The company’s Mali-T604 is the first mobile multicore GPU core suitable for general purpose computing to support Full Profile OpenCL. The T604 has up to four shader cores that can work independently or in parallel. The T604 also features a ‘Job Manager’ function, which can dynamically allocate program elements among the shader cores. For instance, if the operating system decides in the middle of a graphics task that it needs to save power by turning off a core, the Job Manager will handle the request to turn it off without degrading performance.
We can expect to see Mali-T604 devices in mobile handsets in the next one to two years, working in tandem with multicore CPUs like the Cortex-A15, which can be scaled up to two clusters of four cores for non-mobile applications. To get a sense of the computing power they will deliver, the Mali-T604 has up to five times the performance of the Mali-400 at over 50 Gflops and up to 2Gpixels/s, and is scalable up to four cores. Mobile configurations of the Cortex-A15 are expected to deliver over five times the performance at the same power budget of today’s top-of-the-line smartphones such as the Motorola Atrix and Samsung Galaxy SII that use the company’s dual Cortex-A9 cores.
Meeting the systems challenge
For GPUs and CPUs to share data efficiently, the on-chip communications between them also need to be re-engineered.
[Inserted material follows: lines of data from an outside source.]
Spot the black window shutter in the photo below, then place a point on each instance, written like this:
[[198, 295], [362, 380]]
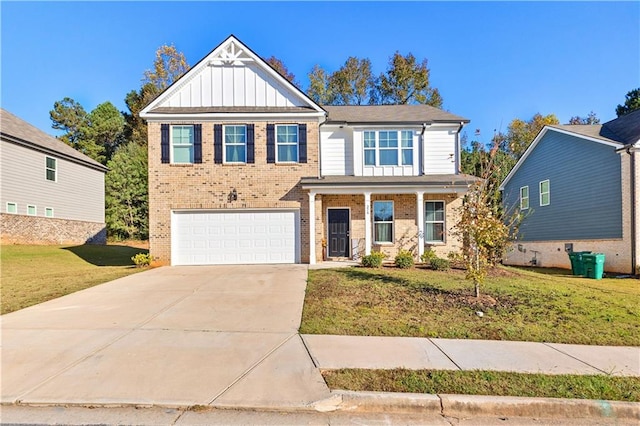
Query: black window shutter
[[217, 143], [251, 148], [302, 143], [271, 144], [197, 143], [164, 143]]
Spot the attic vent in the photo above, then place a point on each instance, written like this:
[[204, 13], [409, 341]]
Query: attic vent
[[229, 55]]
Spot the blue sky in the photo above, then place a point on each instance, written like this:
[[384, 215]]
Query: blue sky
[[491, 61]]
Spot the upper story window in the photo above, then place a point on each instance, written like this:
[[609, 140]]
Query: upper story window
[[388, 148], [182, 144], [235, 142], [545, 193], [383, 221], [434, 221], [51, 169], [287, 143], [524, 198]]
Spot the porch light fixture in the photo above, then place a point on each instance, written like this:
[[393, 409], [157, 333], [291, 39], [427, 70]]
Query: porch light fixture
[[233, 195]]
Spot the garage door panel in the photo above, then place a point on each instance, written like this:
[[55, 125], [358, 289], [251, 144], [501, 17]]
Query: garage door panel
[[200, 238]]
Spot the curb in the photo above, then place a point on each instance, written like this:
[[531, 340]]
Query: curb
[[462, 406]]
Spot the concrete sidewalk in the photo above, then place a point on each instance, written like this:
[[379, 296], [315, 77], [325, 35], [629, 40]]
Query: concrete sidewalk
[[334, 352]]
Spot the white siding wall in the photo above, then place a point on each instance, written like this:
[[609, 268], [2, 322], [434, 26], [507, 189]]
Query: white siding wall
[[440, 150], [232, 86], [78, 193], [336, 154]]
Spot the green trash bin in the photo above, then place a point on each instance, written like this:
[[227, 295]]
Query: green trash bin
[[577, 262], [593, 265]]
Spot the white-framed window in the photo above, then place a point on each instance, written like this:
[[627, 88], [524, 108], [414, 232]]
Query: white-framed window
[[388, 147], [545, 193], [383, 221], [287, 143], [524, 198], [182, 144], [51, 167], [235, 143], [434, 225]]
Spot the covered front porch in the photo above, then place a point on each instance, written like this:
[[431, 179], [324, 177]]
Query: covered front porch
[[352, 216]]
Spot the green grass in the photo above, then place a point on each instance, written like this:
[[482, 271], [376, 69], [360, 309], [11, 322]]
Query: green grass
[[486, 383], [35, 274], [518, 304]]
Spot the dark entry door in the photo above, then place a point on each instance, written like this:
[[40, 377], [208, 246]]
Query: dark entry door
[[338, 232]]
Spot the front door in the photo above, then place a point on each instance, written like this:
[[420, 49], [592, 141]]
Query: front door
[[338, 232]]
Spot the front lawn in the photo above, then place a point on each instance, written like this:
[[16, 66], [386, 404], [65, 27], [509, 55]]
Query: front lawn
[[498, 383], [35, 274], [517, 304]]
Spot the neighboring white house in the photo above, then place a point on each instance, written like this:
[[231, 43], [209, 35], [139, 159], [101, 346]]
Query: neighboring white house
[[49, 192], [246, 168]]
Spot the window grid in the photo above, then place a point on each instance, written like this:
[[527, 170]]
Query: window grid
[[51, 169], [182, 144], [545, 193], [434, 229], [524, 198], [287, 143], [383, 221], [235, 140]]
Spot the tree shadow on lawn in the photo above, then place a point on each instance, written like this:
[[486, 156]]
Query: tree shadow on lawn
[[106, 255]]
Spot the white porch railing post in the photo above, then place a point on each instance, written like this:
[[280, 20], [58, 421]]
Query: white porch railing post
[[420, 220], [312, 228], [367, 223]]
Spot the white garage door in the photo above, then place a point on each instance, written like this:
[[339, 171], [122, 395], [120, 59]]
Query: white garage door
[[234, 237]]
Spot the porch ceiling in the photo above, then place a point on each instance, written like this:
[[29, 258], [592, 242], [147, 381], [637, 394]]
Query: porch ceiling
[[436, 184]]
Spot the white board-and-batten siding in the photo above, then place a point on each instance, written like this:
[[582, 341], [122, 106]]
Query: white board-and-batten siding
[[232, 86], [78, 193]]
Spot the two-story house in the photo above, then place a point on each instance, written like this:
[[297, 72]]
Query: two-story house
[[245, 168], [49, 192], [577, 188]]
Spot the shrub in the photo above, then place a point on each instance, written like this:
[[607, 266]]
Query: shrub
[[373, 260], [404, 259], [440, 264], [141, 259]]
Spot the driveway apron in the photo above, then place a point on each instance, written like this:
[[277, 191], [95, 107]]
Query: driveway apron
[[172, 336]]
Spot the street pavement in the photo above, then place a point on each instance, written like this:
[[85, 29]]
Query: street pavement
[[225, 337]]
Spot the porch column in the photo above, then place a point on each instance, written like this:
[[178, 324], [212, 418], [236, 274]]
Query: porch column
[[420, 219], [367, 223], [312, 228]]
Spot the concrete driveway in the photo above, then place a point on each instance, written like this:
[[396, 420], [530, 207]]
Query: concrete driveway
[[172, 336]]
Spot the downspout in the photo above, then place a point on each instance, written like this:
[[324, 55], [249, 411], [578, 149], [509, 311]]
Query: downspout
[[632, 184]]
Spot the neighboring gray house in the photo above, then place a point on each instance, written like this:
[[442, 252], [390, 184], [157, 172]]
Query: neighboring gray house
[[577, 186], [49, 192]]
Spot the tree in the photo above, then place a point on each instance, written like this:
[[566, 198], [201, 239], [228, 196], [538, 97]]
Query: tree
[[591, 118], [319, 89], [126, 193], [631, 103], [168, 66], [521, 133], [484, 227], [105, 130], [352, 83], [69, 116], [279, 66], [406, 81]]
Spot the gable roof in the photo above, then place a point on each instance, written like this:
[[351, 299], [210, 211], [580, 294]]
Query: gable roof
[[382, 114], [231, 54], [616, 133], [15, 130]]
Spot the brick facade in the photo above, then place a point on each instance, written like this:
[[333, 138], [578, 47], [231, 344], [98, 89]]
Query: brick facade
[[23, 229], [206, 186]]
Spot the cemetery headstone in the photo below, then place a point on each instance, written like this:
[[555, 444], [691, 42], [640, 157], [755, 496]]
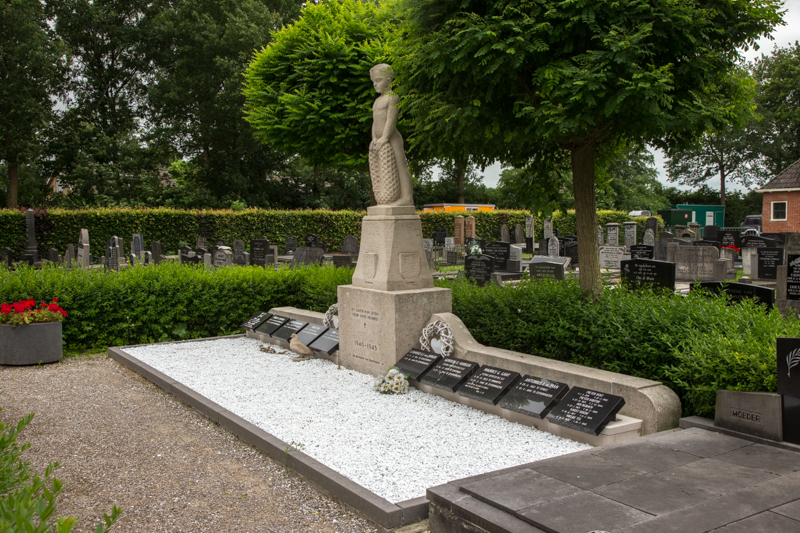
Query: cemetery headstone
[[326, 343], [489, 384], [642, 251], [547, 228], [534, 396], [439, 235], [586, 410], [546, 270], [501, 251], [417, 363], [611, 256], [505, 234], [238, 253], [648, 272], [788, 354], [768, 261], [739, 291], [630, 233], [459, 229], [449, 373], [479, 268], [612, 234], [291, 245]]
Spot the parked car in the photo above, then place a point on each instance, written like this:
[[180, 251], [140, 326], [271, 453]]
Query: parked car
[[752, 221]]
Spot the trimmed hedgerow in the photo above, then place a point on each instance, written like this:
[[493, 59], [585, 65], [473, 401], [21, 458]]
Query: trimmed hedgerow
[[57, 228]]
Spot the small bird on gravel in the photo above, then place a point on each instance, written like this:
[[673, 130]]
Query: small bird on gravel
[[303, 351]]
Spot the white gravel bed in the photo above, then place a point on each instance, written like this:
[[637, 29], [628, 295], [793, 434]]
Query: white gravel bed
[[394, 445]]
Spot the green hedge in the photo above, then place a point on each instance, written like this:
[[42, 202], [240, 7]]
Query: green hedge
[[59, 227], [695, 344]]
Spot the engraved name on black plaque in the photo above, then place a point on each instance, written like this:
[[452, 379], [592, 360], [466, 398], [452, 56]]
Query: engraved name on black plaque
[[449, 373], [489, 384], [416, 363], [534, 396], [256, 320], [271, 325], [586, 410], [327, 343]]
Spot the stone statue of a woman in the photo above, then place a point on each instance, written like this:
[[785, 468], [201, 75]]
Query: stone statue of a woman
[[391, 181]]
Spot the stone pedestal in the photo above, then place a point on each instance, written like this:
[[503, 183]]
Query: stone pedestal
[[378, 327]]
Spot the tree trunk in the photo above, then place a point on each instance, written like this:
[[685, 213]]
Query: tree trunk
[[586, 216], [13, 174], [461, 170]]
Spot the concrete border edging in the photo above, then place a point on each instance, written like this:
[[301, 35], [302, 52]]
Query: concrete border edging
[[366, 503]]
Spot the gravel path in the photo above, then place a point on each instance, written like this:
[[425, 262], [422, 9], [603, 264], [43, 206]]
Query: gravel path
[[123, 441]]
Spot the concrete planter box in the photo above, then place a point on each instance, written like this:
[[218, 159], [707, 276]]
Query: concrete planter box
[[30, 344]]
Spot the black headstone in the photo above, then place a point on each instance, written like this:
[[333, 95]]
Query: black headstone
[[501, 251], [449, 373], [259, 250], [768, 261], [479, 268], [648, 272], [416, 363], [534, 396], [256, 320], [327, 343], [793, 277], [788, 353], [643, 251], [739, 291], [286, 330], [310, 333], [271, 325], [489, 384], [586, 410]]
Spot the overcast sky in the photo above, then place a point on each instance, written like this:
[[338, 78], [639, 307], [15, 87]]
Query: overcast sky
[[783, 36]]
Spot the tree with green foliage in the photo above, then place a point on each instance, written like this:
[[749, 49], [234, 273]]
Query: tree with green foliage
[[778, 76], [32, 70], [309, 93], [528, 80]]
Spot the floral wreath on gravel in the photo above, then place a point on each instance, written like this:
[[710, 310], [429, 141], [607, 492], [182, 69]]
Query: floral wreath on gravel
[[438, 330], [26, 312], [394, 382], [329, 314]]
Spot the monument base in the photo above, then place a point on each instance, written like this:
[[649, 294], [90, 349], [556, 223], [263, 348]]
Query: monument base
[[377, 328]]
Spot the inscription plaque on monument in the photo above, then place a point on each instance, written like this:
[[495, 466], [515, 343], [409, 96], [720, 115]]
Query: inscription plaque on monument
[[449, 373], [586, 410], [416, 363], [327, 343], [489, 384], [534, 396]]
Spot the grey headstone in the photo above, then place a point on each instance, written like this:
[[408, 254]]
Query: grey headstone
[[754, 413]]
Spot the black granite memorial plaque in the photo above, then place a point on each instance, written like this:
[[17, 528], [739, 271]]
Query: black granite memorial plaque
[[739, 291], [310, 333], [269, 326], [793, 277], [489, 384], [286, 330], [327, 343], [768, 261], [648, 272], [586, 410], [643, 251], [546, 270], [534, 396], [256, 320], [449, 373], [416, 363], [479, 268], [789, 386], [501, 251]]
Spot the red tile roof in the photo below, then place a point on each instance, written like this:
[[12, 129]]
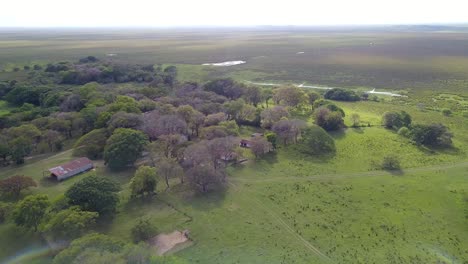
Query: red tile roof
[[70, 166]]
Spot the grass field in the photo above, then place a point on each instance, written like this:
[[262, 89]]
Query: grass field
[[290, 207]]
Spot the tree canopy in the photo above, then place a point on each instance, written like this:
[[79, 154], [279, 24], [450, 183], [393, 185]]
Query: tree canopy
[[95, 194], [124, 147]]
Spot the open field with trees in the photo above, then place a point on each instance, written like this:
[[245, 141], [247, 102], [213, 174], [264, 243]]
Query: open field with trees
[[249, 173]]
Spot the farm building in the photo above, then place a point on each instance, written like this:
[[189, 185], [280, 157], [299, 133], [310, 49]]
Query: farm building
[[245, 143], [71, 168]]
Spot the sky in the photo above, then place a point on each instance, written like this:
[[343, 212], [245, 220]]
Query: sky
[[173, 13]]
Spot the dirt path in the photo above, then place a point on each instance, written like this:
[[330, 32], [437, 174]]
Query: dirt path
[[352, 175]]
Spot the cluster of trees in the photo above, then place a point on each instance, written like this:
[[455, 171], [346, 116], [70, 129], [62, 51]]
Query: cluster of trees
[[68, 216], [431, 135]]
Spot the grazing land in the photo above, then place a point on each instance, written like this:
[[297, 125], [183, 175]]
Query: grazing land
[[284, 206]]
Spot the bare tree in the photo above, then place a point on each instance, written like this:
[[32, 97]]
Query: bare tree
[[202, 177], [169, 168], [260, 146], [272, 115], [355, 118]]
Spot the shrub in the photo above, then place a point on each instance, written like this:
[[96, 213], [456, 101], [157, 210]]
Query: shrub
[[446, 112], [404, 131], [390, 162], [143, 230], [434, 135]]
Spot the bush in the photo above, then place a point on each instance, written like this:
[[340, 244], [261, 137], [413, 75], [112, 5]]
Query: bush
[[404, 131], [143, 230], [390, 162], [396, 120], [434, 135], [4, 210], [446, 112]]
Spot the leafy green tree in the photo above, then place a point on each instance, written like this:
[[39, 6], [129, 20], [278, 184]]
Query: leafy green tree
[[4, 151], [272, 138], [95, 194], [124, 147], [4, 210], [125, 104], [253, 95], [390, 162], [289, 96], [433, 135], [396, 120], [70, 223], [20, 148], [15, 184], [143, 230], [30, 211], [315, 141], [91, 145], [144, 181]]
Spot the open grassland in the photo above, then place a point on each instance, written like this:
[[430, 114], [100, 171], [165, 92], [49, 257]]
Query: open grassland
[[294, 208], [414, 61]]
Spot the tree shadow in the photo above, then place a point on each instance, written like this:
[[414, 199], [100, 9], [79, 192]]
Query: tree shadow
[[338, 134], [358, 130], [396, 172]]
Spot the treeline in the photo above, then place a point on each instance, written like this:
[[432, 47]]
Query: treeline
[[430, 135]]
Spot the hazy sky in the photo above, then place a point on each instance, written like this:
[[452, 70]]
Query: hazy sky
[[161, 13]]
ARM has risen to this challenge with the AMBA Bus CoreLink CCI-400 Cache Coherent Interconnect that enables system-level cache coherency across clusters of multicore processors, such as the Cortex-A15 processor and the Mali-T604 GPU.
If you think of a system-on-chip as a city, Cache Coherent Interconnect is like a highway system that keeps interactions between CPUs and GPUs within ‘city limits’. In today’s systems, the point of coherence is the external memory, which is like traveling to another city a few hundred miles away. Historically cache maintenance has required a lot of software overhead to clean caches when moving any shared data between on-chip processing engines. Hardware coherency reduces software cache maintenance, saves processor cycles and reduces external memory accesses. ARM has worked on its new on-chip communications protocol with Arteris, Cadence, Jasper, Marvell, Mentor, Sonics, ST Ericsson, Synopsys and Xilinx.
As mobile computing devices become our primary computing platforms, further innovations will emerge, says Warren East. Today you can get a weather forecast on your smartphone, but in five to 10 years’ time, its successor might act as the server to send the weather forecast to a wireless chip embedded in a bathroom mirror or toaster in the morning. Because they have a common instruction set, the same software that runs on state-of-the-art processor-based smartphone chips like the Cortex-A15 can run on much simpler processors that only consume nanowatts embedded in household objects.
For a company whose roots started in desktop computers, what is notable two decades later is how the latest ARM processors are beginning to complete the circle. Combinations of cores like the Cortex-A15 and Mali-T604 are looking increasingly attractive for use in PCs and server farms as the most power-efficient form of computing.